Schon im 15. Jahrhundert hatten die Stifte und Klöster Anschluss an die figurale Kirchenmusik gefunden. Eigene Kantoreien und Sängerknabeninstitute sorgten für die Ausbildung des musikalischen Nachwuchses. Die aus dem Mittelalter übernommene Tradition geistlicher Spiele, die einen bedeutenden Musikanteil vorzuweisen hatten, wurde übernommen und weitergeführt. Obwohl schon früher entstanden, gelangte etwa das Welser Passionsspiel erst in den Jahren 1520 bis 1550 zu jener Ausdehnung, die auf eine Großrauminszenierung schließen lässt. Im 14. und 15. Jahrhundert entstandene Marienklagen, in denen in Dialogform Johannes und Maria dem Publikum den Schmerz über den verstorbenen Gottessohn vor Augen führten, zählen ebenso zu dieser Gattung wie die besonders beliebt gewordenen Weihnachts- und Legendenspiele. Als Beispiel sei hier die bekannte Lambacher Marienklage genannt, die 1593 in einem Codex der Stiftsbibliothek eingetragen wurde (Ccl 436) und 14 Melodien in Choralnotenschrift enthält. Auch die fragmentarisch erhaltene, um 1610 erfolgte Aufzeichnung einer Marienklage aus dem Markt Haag am Hausruck, die auf eine mittelalterliche Tradition zurückgeht, ist hier zu erwähnen. Bekanntheit erlangte auch das Mondseer Susannenspiel (~ 1500) oder das Dreikönigspiel von Freistadt (1525).
Musikpflege im ländlichen Raum
Musikalische Aktivitäten sind jedoch nicht nur in den großen Stiften und Städten nachweisbar, auch am Lande lassen sich immer wieder solche verifizieren: In Peuerbach benennt eine 1466 ausgestellte Stiftungsurkunde die musikalischen Funktionen der Kirchensänger.
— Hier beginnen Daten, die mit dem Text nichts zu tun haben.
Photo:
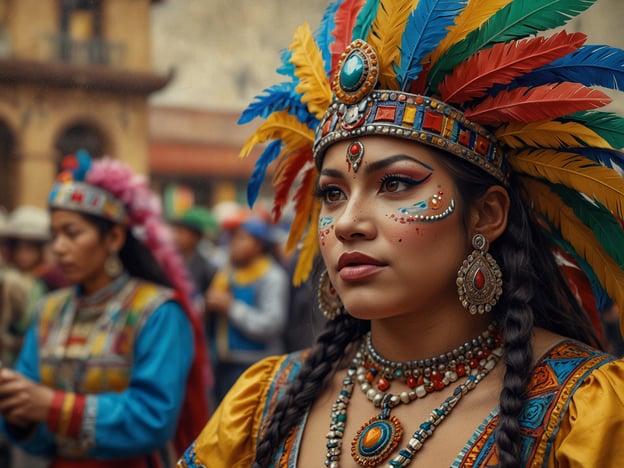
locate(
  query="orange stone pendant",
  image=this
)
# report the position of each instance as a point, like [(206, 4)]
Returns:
[(376, 440)]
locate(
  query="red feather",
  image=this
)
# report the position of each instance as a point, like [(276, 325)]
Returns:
[(344, 20), (503, 62), (285, 174), (538, 103)]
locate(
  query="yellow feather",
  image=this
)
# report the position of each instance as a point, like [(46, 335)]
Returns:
[(281, 125), (580, 237), (308, 61), (550, 134), (474, 15), (309, 247), (385, 37), (304, 199), (575, 172)]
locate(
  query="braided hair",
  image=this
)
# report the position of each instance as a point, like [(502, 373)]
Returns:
[(536, 294)]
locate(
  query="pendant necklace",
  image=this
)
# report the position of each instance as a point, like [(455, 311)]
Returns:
[(377, 439)]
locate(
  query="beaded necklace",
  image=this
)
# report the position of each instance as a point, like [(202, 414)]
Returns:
[(378, 437)]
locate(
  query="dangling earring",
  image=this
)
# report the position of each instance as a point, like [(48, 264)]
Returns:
[(329, 301), (479, 279), (113, 266)]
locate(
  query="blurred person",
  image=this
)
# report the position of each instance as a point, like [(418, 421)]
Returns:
[(189, 231), (28, 235), (247, 302), (111, 371)]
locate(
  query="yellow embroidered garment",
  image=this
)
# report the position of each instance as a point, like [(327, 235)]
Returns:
[(589, 434)]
Auch in St. Margarethen bei Linz sind die Singleistungen der „Schueler“ und „Studentn“ zwischen 1484 und 1500 alljährlich bezeugt. Verhältnismäßig gut belegt ist der Organistenstand. Während in kleinen Ortschaften Organist, Chorregent und Schullehrer in einer Person vereint waren, fanden sich in den Pfarrkirchen der Städte Linz, Steyr, Enns etc. eigens angestellte Organisten.
Musikpflege im städtischen Raum
Die profane Musik im urbanen Bereich wurde von den Türmern (Turner/Thurner, Stadtpfeifer) bis weit ins 19. Jahrhundert bestritten. In Oberösterreich ist der Turnerstand durchgehend seit dem 16. Jahrhundert bezeugt. Den Türmern oblag nicht nur das eigentliche ,Turmblasen‘ – Stundenruf, Feuerwache und Anblasen einreitender Personen –, sondern auch die Musikbegleitung bei offiziellen Auftritten eines amtlichen Ausrufers, des Stadtrichters, Bürgermeisters oder Stadtrates. Dazu erhielten sie genaue Dienstvorschriften übertragen. Das Aufspielen zum Tanz oder anderen bürgerlichen Vergnügungen sowie bei Hochzeiten ermöglichte den Türmern ein zusätzliches Einkommen, das auch durch Privilegien gesichert wurde. Darüber hinaus ist ihr Mitwirken immer wieder im sakralen Bereich belegt (Linz, Vöcklabruck etc.). Der Türmermeister hatte auch für die Ausbildung eigener Gesellen Sorge zu tragen.
Ausbildung der Musiker
Die eigentliche Musikerausbildung fand jedoch in den Klöstern statt. Der Schwerpunkt lag hierbei nun aber nicht mehr bei der scientia musica, dem theoretischen Wissen um die Musik, wie dies im Mittelalter der Fall gewesen war, sondern bei der ars musica, dem Erwerb praktischer Fähigkeiten. Kurz nach 1500 ist in Kremsmünster ein eigenes Sängerknabeninstitut bezeugt. Dass in diesem Kloster auch die franko-flämische Vokalpolyphonie gepflegt wurde, ist durch die Anschaffung von Petrus Joanellus’ Druckwerk Novus Thesaurus belegt, welches unter anderem Werke von Orlando di Lasso, Jacobus Gallus oder Hans Leo Hassler enthält.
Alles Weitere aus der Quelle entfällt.